14. Analysis Comparison with outside criteria. One of the best tools of analysis of data will be comparison with outside criteria of one form or another. If the operator has analyzed content which will show social class of the elite, he will put his obtained information along side of information on class distribution of the total population. If he has obtained information on education, the same kind of comparison is suggested. If he has information on other elites, or on elites of the United States, there may be the possibility of making cross-cultural comparisons.

One of the problems of symbol counts, seeking to determine the direction of content of a publication, arises here. The operator may be without any criteria. His result of 47 per cent favorable might be quite precise, but it will mean little unless he can put it in relationship to some other figures. If such criteria are lacking, the operator may have to break down his material into time periods, so that he can show change at least within the body of content studied; or it may be possible to relate the changes in content to outside events, or to data which has been obtained through interviewing informants.

15. Analysis: By Inference. Sometimes it will be possible for the operator to set up a series of logical steps from the result of his content analysis to an estimate of elite behavior or intentions. One of the most interesting cases of this type came during the war, when British content analysis correctly inferred from studying the content of Nazi propaganda, that the Germans had a new secret weapon, the V-2. The opportunity to analyze the propaganda output of an elite, or of a particular member of an elite, will be available to the operator and often he may find it impossible to make inferences on the basis of such analysis.

Heavy emphasis should be given to the necessity of applying all other factors known about the elite in making such inferences. While content analysis is a useful research tool, it is not a magic one. Another problem of inferences based on analysis of propaganda content, is that sometimes the elite behavior will be the inverse of what the face indications of the analysis show. In the V-2 case, the inference was based upon positive references (in advance of the firing of the rocket bombs) to secret weapons, plus the fact that this class of propaganda had never been used in the past in the "Cry Wolf" sense. However, another case of inference by the same kind of approach, (which involved correct estimates of the Nazi elite perception of their Italian ally’s will to fight) involved a reverse twist.

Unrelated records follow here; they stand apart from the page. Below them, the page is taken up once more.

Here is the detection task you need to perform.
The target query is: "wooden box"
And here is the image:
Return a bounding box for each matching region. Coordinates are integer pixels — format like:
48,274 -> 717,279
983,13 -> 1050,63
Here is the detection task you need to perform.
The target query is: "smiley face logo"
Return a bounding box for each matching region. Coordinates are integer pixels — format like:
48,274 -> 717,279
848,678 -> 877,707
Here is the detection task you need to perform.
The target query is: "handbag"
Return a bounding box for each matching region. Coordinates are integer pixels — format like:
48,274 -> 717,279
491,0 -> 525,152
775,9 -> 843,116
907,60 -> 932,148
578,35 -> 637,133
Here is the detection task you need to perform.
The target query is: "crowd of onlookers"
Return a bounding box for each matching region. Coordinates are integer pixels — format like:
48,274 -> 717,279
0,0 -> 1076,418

Here the propaganda content showed a tendency on the part of the Germans to assert positively that the Italians were staunch allies. The correct inference was that the Nazi elite thought they were not.

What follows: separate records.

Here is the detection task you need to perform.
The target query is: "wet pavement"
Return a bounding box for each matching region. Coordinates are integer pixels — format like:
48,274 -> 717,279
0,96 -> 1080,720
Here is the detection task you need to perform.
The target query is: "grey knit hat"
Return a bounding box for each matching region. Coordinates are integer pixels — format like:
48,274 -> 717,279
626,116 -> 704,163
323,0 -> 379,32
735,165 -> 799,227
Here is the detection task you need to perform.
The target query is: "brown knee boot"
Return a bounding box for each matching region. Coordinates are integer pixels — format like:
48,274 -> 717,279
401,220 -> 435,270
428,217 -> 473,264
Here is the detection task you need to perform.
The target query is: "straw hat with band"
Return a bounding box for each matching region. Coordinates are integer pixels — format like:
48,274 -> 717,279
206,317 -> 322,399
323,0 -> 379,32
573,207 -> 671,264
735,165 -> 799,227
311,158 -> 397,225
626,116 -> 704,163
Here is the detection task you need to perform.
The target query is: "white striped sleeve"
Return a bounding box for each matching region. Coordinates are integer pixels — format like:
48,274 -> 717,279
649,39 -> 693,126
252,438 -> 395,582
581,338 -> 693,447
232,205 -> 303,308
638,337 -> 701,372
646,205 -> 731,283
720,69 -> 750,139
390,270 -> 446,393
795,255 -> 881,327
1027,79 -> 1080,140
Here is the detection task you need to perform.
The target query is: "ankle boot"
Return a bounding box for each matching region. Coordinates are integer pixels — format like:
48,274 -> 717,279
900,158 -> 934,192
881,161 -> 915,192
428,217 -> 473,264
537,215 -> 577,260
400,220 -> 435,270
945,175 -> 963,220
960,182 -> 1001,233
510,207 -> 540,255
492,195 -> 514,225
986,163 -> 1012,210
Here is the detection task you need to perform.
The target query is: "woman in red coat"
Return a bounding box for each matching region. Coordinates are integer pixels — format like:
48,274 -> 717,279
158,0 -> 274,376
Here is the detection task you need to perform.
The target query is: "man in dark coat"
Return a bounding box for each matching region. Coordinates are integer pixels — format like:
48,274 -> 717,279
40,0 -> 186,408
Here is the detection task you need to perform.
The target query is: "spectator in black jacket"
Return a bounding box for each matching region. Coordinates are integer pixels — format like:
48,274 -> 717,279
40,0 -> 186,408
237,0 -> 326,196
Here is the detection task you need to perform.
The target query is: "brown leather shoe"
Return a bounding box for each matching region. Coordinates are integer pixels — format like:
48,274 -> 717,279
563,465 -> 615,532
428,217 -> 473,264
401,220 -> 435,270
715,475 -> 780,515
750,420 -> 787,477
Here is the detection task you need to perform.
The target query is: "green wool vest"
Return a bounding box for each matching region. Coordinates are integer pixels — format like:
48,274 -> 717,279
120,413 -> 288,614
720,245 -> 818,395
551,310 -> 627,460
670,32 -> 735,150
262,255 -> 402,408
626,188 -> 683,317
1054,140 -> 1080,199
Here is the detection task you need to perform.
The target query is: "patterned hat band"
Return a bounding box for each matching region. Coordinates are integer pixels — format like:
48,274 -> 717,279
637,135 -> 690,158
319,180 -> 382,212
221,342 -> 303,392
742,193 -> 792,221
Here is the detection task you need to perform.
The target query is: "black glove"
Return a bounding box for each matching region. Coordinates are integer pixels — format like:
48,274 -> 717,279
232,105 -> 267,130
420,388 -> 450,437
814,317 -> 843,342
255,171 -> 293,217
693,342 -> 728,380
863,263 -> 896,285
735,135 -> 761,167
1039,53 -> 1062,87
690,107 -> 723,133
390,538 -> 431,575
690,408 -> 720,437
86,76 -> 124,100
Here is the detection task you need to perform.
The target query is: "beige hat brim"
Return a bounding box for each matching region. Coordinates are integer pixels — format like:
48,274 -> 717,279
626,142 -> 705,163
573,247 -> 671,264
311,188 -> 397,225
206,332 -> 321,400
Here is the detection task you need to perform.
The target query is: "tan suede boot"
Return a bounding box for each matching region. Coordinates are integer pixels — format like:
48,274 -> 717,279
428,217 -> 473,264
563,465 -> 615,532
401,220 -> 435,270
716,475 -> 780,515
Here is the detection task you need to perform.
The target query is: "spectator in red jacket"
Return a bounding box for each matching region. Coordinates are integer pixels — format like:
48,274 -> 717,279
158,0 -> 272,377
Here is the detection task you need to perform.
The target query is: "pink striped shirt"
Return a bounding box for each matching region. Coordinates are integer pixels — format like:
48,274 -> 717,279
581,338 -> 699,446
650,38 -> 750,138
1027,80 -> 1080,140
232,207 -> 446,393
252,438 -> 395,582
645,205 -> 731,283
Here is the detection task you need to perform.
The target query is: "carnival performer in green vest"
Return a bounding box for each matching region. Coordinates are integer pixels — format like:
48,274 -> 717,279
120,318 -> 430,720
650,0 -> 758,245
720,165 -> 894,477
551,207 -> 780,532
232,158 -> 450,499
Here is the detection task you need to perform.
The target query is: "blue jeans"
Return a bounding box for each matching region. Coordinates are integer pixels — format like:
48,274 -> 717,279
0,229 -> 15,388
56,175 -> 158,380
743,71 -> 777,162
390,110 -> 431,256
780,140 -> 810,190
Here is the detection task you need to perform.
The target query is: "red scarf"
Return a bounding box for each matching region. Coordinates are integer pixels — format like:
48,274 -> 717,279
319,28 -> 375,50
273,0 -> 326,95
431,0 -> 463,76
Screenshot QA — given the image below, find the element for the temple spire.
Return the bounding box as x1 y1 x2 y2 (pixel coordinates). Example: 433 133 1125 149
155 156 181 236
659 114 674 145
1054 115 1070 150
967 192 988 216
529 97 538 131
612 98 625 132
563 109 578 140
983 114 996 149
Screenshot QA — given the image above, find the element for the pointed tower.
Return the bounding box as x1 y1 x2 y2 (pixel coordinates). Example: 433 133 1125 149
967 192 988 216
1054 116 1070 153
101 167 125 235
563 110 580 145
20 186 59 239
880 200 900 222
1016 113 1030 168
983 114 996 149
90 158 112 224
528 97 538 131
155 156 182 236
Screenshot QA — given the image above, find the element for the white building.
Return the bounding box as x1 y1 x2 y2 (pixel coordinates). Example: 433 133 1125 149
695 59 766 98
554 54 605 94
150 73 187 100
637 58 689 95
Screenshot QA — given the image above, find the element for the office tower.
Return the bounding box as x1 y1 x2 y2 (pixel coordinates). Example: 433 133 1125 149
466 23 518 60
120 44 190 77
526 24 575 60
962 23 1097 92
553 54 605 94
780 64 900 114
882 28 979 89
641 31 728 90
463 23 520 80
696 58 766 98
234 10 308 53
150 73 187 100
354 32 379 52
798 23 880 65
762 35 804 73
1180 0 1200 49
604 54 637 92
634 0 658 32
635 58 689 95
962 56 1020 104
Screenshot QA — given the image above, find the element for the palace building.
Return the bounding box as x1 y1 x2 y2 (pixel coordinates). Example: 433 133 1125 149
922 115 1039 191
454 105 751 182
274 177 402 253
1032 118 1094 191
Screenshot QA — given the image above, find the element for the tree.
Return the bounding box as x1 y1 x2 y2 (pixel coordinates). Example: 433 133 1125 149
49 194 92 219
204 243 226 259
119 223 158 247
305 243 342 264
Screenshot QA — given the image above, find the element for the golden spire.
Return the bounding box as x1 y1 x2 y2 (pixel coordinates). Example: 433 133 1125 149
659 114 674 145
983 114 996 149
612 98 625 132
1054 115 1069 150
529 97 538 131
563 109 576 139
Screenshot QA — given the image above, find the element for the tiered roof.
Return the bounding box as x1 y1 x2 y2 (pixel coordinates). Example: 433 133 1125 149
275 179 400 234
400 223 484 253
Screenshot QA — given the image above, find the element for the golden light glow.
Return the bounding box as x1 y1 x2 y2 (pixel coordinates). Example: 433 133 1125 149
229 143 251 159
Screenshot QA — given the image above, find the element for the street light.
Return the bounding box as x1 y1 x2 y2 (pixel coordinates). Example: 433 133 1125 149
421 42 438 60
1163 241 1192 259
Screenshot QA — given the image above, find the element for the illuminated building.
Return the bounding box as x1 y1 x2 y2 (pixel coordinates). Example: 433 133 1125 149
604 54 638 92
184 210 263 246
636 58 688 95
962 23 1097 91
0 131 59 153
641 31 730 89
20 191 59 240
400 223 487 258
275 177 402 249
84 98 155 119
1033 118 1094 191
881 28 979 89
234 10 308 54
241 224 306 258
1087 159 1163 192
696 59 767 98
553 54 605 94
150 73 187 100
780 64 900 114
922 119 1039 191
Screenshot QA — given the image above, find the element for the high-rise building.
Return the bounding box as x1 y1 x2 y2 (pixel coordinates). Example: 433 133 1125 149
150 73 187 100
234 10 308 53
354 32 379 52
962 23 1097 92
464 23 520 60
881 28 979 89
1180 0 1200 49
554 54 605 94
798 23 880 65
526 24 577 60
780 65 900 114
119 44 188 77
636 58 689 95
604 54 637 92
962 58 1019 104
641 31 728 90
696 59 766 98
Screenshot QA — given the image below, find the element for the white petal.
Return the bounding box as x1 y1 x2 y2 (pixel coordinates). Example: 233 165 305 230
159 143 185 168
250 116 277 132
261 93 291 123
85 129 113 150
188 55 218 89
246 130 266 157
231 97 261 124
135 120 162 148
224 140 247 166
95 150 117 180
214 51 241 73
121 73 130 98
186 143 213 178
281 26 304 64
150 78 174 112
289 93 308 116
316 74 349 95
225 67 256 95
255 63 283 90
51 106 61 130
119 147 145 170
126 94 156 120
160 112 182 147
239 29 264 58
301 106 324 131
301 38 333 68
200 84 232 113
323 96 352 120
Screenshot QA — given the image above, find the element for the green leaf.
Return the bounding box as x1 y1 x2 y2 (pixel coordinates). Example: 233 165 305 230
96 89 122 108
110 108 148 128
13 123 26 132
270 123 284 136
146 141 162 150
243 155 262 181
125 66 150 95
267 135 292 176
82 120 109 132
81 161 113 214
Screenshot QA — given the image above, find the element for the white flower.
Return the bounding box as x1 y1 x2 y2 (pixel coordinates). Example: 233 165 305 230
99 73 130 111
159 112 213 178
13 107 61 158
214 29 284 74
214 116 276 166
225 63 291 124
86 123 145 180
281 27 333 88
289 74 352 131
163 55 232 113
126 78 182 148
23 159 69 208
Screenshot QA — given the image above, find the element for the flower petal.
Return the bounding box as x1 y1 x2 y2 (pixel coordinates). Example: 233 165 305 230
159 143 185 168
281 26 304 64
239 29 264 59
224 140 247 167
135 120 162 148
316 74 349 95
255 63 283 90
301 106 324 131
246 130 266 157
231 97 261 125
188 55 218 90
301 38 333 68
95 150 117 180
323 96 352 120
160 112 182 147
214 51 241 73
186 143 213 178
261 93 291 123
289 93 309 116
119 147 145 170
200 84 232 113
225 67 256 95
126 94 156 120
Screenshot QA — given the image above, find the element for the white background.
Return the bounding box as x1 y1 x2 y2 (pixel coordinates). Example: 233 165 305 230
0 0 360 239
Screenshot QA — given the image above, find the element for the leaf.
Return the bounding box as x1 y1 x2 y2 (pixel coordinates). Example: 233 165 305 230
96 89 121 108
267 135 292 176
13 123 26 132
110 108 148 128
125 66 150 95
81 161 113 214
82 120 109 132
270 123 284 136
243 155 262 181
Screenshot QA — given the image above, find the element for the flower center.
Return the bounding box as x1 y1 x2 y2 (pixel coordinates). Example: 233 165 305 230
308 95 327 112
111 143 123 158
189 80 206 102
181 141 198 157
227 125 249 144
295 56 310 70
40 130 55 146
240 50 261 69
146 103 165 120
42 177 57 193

It is recognized that in many cases the operator will find it impossible to reach even the simpler levels of content analysis which have been suggested here. Nevertheless, the operator will find it possible to use even subjective analysis more effectively, if he has become aware of the possibility of more rigorous methods. For one thing, he may detach some of the positiveness which he has attached in the past to his subjective evaluations of content. For another, he may be more aware of the patterns and cumulative characteristics of the content, so that his subjective analysis will be sharper, more likely to catch the indications of the pattern.

If he finds it possible to use even a modest program of content analysis over a period of time, he will build bases for comparisons, so that his occasional "soundings" will provide him not only with a look as of a given moment, but also with information about changes in the composition of the elite.

This is not to say that content analysis, even in its most complicated sense, will become a magic thermometer from which he can take periodic readings on the temper of the elite, or on its composition, but it will provide him with more precise information than he has available by guessing and simply playing hunches.